Sun Mar 4th, 2007 at 02:43:47 PM EST
I trash renewable energy not because I want it banned - believe me I will take any greenhouse gas free energy there is - but because it is my strong opinion that renewable energy will not be enough in the lifetime of anyone now living. My often harsh words aside, I actually favor wind, solar, geothermal, etc, because whatever they do is something, rather than nothing.
The effect of climate change in economic terms is the subject of much discussion and many efforts have been made to quantify it. Most typically the numbers I use in insisting that we need for environmental reasons to vastly expand nuclear capacity are the numbers from the European Union's Report on the External Cost of Energy.
It may seem strange that someone who relies on a set of numbers as much as I do would get involved in questioning them, but I am reality based, and very attached to the idea of challenging assumptions.
Yes, it's true. Mean old pro-nuclear NNadir regards the renewable energy industry as an ally in the desperate fight against climate change. I often 'fess up and offer my express wish that solar energy would finally live up to its promise and displace dangerous fossil fuels, in particular natural gas but also diesel fuel, in meeting peak load demands on hot sunny days. Thus far the solar industry has been next to useless in eliminating natural gas, but one can always hope. I also have affection for wind power and I would be thrilled if it continues to grow at the rate it has enjoyed in recent years.

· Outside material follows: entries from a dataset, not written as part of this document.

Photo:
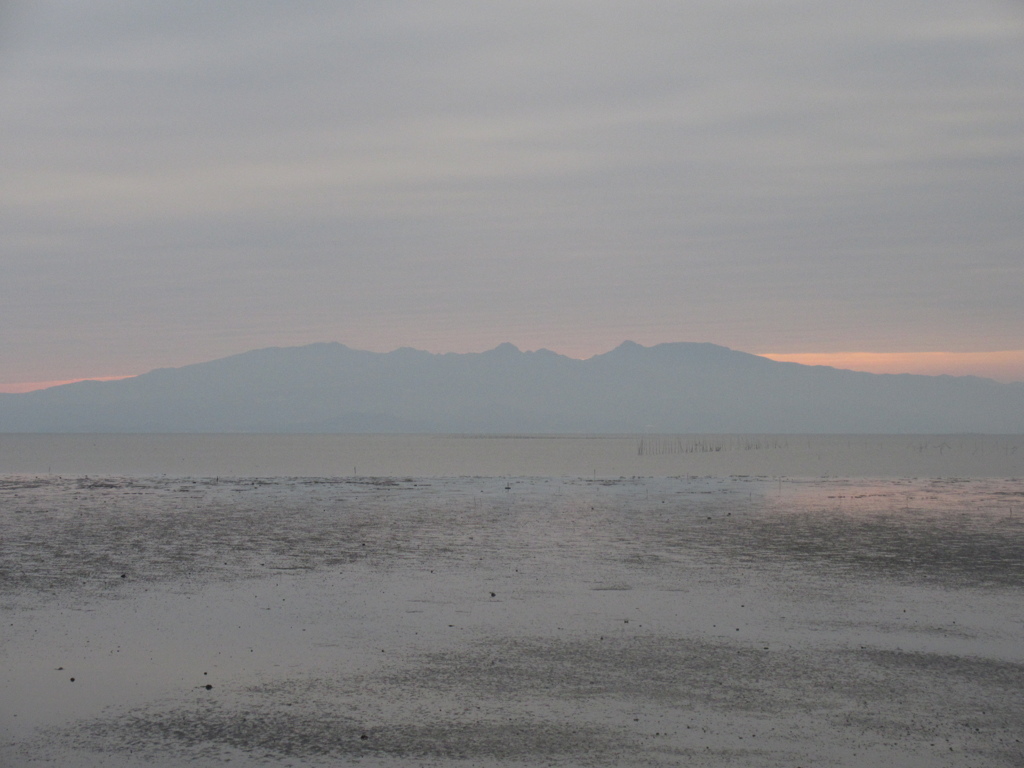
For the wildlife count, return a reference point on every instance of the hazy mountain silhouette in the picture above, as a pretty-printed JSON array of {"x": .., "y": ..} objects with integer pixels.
[{"x": 683, "y": 387}]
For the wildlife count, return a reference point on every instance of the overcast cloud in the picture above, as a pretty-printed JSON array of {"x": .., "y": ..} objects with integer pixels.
[{"x": 180, "y": 181}]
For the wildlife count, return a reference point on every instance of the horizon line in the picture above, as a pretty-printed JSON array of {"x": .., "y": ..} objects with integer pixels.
[{"x": 1003, "y": 366}]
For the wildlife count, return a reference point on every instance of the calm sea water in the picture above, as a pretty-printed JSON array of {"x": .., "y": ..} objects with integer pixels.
[{"x": 495, "y": 456}]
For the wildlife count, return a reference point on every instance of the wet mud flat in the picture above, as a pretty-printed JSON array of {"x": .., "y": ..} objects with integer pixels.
[{"x": 406, "y": 622}]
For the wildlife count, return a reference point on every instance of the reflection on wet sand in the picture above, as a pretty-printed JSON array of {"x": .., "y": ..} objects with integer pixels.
[{"x": 714, "y": 622}]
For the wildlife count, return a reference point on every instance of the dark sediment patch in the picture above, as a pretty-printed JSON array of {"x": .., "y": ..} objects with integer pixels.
[{"x": 275, "y": 733}]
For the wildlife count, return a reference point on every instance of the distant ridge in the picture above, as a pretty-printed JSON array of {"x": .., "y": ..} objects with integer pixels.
[{"x": 673, "y": 388}]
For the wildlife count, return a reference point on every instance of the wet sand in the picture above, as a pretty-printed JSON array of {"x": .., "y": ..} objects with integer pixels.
[{"x": 698, "y": 622}]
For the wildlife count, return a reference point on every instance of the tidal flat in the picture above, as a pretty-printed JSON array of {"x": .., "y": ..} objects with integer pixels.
[{"x": 736, "y": 621}]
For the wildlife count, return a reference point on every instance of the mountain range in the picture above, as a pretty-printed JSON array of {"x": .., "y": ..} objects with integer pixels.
[{"x": 668, "y": 388}]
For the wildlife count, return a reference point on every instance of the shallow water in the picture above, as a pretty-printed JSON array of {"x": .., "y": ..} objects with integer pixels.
[
  {"x": 454, "y": 456},
  {"x": 707, "y": 622}
]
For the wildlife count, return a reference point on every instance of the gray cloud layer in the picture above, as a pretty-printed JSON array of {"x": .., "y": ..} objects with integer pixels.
[{"x": 187, "y": 180}]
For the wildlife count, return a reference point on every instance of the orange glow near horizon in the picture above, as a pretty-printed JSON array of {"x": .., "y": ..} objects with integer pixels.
[
  {"x": 1004, "y": 366},
  {"x": 32, "y": 386}
]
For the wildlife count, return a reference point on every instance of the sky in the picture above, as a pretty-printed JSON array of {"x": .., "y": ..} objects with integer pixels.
[{"x": 183, "y": 181}]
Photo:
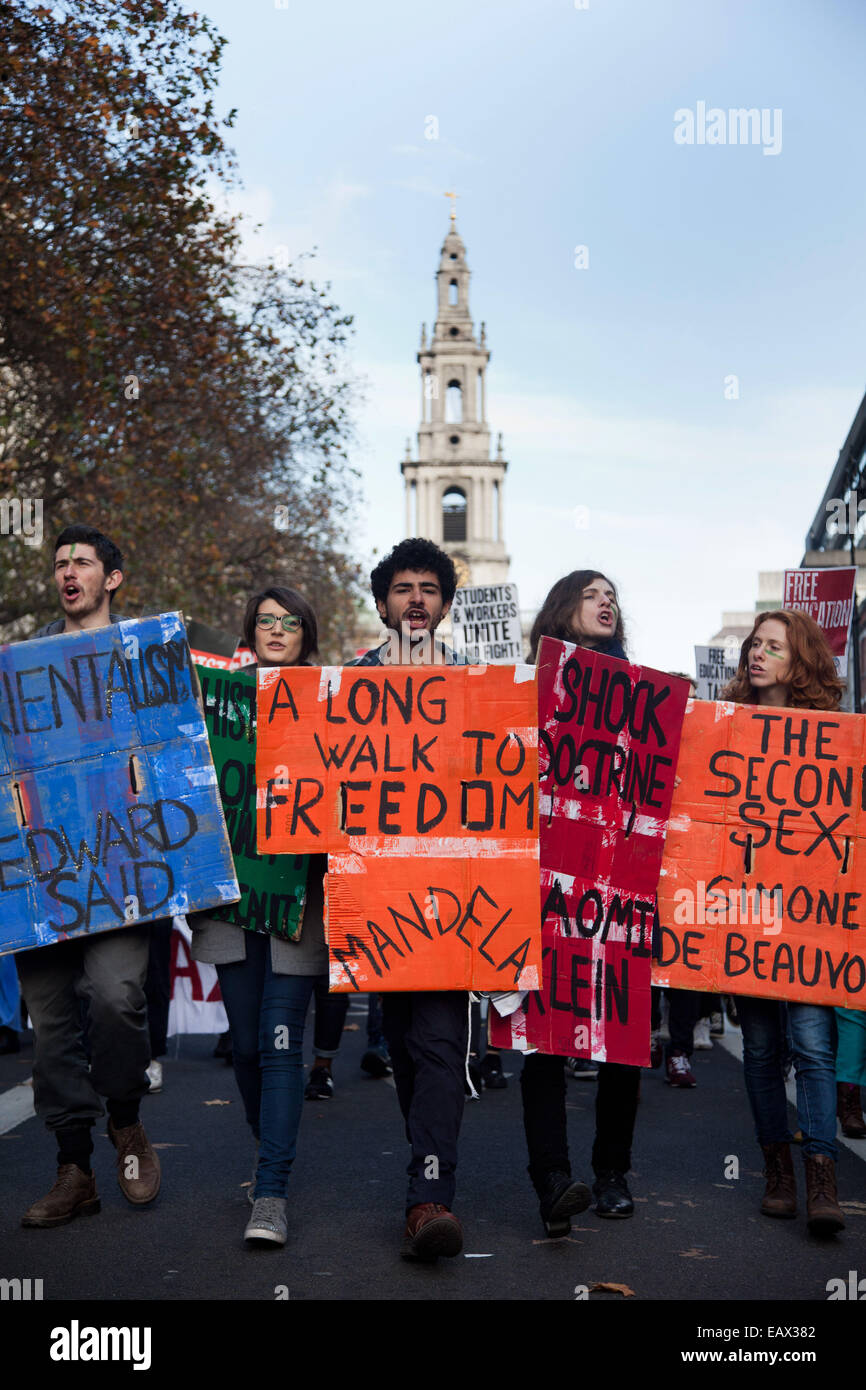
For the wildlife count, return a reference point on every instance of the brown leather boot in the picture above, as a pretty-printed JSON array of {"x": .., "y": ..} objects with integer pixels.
[
  {"x": 780, "y": 1196},
  {"x": 72, "y": 1194},
  {"x": 138, "y": 1166},
  {"x": 848, "y": 1109},
  {"x": 823, "y": 1215}
]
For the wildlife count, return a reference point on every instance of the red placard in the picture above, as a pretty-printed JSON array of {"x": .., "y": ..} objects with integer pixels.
[{"x": 609, "y": 737}]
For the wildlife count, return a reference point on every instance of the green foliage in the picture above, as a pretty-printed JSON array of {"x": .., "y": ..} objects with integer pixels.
[{"x": 150, "y": 384}]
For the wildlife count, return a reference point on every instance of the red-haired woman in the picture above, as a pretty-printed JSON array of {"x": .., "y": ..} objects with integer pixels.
[
  {"x": 580, "y": 608},
  {"x": 786, "y": 662}
]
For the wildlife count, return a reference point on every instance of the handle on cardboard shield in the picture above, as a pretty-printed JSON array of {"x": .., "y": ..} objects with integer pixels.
[{"x": 136, "y": 777}]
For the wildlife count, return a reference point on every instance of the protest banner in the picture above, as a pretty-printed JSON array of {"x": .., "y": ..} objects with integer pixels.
[
  {"x": 271, "y": 886},
  {"x": 827, "y": 597},
  {"x": 210, "y": 647},
  {"x": 420, "y": 783},
  {"x": 715, "y": 666},
  {"x": 609, "y": 737},
  {"x": 109, "y": 808},
  {"x": 485, "y": 623},
  {"x": 763, "y": 873},
  {"x": 196, "y": 1004}
]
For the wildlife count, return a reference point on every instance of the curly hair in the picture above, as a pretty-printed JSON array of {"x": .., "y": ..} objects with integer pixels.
[
  {"x": 813, "y": 680},
  {"x": 416, "y": 555},
  {"x": 556, "y": 613}
]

Getting back to external costs. While I rely on the Externe figures, I have often suspected that they vastly understate the costs connected with carbon dioxide. What really is the economic cost of submerging Amsterdam, parts of New York, including the financial district, vast droughts, the destruction of New Orleans (which has already happened), the salination of the Bengali rice fields (which is now underway) in the Ganges Delta, the destruction of European Rivers when the glaciers are gone, etc, etc, etc? Is it really as the Externe report suggests, just 19 euros per ton?

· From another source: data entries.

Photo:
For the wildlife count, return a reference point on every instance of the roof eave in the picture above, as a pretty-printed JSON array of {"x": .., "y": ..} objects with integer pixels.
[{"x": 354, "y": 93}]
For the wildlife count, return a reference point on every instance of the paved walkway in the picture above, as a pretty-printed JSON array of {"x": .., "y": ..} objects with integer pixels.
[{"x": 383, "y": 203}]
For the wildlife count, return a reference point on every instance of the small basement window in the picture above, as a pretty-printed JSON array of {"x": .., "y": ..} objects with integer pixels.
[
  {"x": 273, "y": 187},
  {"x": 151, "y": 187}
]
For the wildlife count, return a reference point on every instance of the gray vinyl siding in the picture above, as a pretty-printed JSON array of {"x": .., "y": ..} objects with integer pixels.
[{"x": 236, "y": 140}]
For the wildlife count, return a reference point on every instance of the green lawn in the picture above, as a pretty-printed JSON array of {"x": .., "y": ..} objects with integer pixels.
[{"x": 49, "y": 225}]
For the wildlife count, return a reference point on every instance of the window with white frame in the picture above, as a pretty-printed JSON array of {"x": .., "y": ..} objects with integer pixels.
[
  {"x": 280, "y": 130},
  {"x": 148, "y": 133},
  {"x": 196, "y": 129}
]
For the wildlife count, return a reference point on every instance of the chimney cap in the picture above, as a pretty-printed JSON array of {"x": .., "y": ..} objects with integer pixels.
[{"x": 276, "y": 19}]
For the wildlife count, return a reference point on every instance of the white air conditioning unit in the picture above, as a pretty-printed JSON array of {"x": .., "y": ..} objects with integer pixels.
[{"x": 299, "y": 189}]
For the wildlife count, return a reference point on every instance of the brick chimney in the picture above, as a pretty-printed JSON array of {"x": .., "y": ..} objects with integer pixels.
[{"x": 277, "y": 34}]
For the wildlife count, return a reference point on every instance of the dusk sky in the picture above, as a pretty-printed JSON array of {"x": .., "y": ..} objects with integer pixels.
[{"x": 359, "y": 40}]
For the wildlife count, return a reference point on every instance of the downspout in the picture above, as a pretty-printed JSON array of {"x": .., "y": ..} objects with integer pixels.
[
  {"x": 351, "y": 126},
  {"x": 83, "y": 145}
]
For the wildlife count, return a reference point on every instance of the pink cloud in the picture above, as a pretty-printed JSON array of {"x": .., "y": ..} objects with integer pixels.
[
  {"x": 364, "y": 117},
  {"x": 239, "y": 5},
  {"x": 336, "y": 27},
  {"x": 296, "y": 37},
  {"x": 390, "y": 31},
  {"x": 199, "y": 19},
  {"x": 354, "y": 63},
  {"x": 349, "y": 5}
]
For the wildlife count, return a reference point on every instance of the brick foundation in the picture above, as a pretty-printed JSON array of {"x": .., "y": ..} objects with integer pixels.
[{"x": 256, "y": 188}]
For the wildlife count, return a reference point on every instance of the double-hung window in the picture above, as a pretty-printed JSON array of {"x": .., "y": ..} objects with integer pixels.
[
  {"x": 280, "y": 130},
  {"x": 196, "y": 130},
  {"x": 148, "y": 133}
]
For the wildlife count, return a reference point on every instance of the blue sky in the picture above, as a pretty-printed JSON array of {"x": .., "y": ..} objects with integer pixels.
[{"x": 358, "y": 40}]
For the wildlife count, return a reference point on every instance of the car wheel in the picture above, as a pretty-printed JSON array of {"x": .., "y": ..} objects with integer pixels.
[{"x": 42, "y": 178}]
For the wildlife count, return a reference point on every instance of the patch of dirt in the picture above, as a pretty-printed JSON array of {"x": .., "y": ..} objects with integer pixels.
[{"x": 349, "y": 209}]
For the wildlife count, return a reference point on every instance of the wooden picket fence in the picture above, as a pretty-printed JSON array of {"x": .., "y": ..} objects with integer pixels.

Here is a report from my friends in the renewable energy industry in Germany (where they are now engaged in a dunderhead scheme to replace nuclear with coal) about the valuation of the external cost of carbon dioxide: External costs of electricity generation from renewable energies compared to electricity generation from fossil fuel energy.

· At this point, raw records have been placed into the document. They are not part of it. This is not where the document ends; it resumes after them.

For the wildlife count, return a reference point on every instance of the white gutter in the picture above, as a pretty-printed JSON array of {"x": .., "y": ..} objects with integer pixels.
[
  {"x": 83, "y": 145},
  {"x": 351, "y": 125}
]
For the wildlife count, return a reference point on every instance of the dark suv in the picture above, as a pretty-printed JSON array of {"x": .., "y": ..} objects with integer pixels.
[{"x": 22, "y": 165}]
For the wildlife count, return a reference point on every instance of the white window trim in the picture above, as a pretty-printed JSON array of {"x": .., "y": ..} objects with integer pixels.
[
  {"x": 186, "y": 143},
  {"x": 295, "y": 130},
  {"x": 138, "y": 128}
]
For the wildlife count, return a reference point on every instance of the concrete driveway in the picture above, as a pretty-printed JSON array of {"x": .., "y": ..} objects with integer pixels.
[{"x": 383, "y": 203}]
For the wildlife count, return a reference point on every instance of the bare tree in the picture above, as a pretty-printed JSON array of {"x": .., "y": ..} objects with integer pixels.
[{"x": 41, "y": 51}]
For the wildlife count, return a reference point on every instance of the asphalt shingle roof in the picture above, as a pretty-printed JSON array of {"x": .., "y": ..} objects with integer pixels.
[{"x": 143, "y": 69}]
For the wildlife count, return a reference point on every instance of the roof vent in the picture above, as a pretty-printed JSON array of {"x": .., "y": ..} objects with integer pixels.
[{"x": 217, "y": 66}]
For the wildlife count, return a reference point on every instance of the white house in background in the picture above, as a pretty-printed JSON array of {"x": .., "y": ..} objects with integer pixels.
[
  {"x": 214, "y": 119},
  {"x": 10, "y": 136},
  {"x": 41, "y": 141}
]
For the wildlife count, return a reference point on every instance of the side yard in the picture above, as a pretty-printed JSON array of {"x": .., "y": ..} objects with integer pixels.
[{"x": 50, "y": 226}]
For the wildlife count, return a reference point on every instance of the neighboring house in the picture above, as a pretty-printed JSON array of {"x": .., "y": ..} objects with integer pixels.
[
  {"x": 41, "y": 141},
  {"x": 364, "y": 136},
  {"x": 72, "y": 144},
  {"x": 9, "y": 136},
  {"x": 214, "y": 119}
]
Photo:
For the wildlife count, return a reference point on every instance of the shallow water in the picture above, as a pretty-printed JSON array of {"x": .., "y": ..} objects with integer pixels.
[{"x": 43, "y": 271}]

Climate change: the impacts of global climate change are diverse and possibly immense. The interactions between the global climate system, the ecosystem and the socio-economic system are very complex. Intensive research over the past years has increased our understanding of the various areas and led to continual improvement in the corresponding models. A recent report by the UK Department for Environment, Food and Rural Affairs (Defra) concludes that the costs of climate change damages are very likely higher than 15 /tCO2. The report's model calculations, based on the Integrated Assessment Model FUND and using plausible estimates of input parameters, indicate damage costs of up to 300 /tCO2.Following an evaluation of the available literature and taking particular account of the findings of the Defra report, damage costs from CO2 emissions of 70 /tCO2 are recommended as a "best guess" for calculating external costs (lower limit value: 15 /t CO2; high estimate: 280 /tCO2). This estimate of climate change damage costs corresponds well to the marginal avoidance costs for stabilising global CO2 concentrations below 450 ppm as calculated in various scenarios by the German Advisory Council on Global Change (WBGU).<
(The bold is mine.)
They recommend 70 Euros/per ton. I'm going to guess they are wrong and that the high estimates are actually more accurate.
The fact is that the last word on this matter has not been written.